Guidelines for Pediatrics

Regarding pediatric neurosurgery cases, Wellons et al.⁶⁸ recommended limiting patient interactions for staff and visitors at children's hospitals and proposed greater reliance on telephone triaging for patients with chronic neurosurgical issues. Because these patients could require regular clinic visits, it is important to screen for urgency. Regarding equipment, pediatric neurosurgeons should be prepared to loan out pediatric ventilators and to convert ICU units for use by adult patients.⁶⁸

Considerations for Managing a Decreased Patient Load

The cessation of elective cases has substantially decreased the neurosurgical patient volume.⁵⁹ With smaller caseloads, fewer physicians are needed.⁵⁹ Similar to the strategy recommended by Burke et al.,⁶⁹ our institution halved the number of neurosurgery residents on inpatient service in an effort to limit exposure and prevent the spread of COVID-19 among the residents. The residents were divided into 2 teams, which alternate inpatient duties every 2 weeks, resulting in fewer residents in the hospital for nonemergent consultations. The rationale is decreased exposure to potential COVID-19 carriers and decreased turnover of PPE materials with an alternating 2-week “off period” that also serves as a functional self-quarantine period.
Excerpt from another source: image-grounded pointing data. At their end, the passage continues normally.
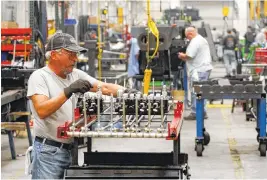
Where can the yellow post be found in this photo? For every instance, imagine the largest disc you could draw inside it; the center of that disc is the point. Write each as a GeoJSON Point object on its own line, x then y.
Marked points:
{"type": "Point", "coordinates": [99, 57]}
{"type": "Point", "coordinates": [258, 9]}
{"type": "Point", "coordinates": [225, 11]}
{"type": "Point", "coordinates": [265, 8]}
{"type": "Point", "coordinates": [120, 15]}
{"type": "Point", "coordinates": [147, 79]}
{"type": "Point", "coordinates": [251, 9]}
Residents and attendings from the neuroscience specialties have been redeployed to cover the respiratory ICU for critical patients with COVID-19. With a decrease in the clinical workload, greater emphasis has been focused on academics and research.

Conclusions

Although most patients with COVID-19 will either not have or have only mild neurological manifestations, it is clear that SARS-CoV-2 affects the CNS. As the pandemic increases, so too will the collective understanding of how to manage this novel virus. Because some of the neurological sequelae of this disease can be devastating, the neuroscience community must be aware of the neurological effects of COVID-19 and how to approach them.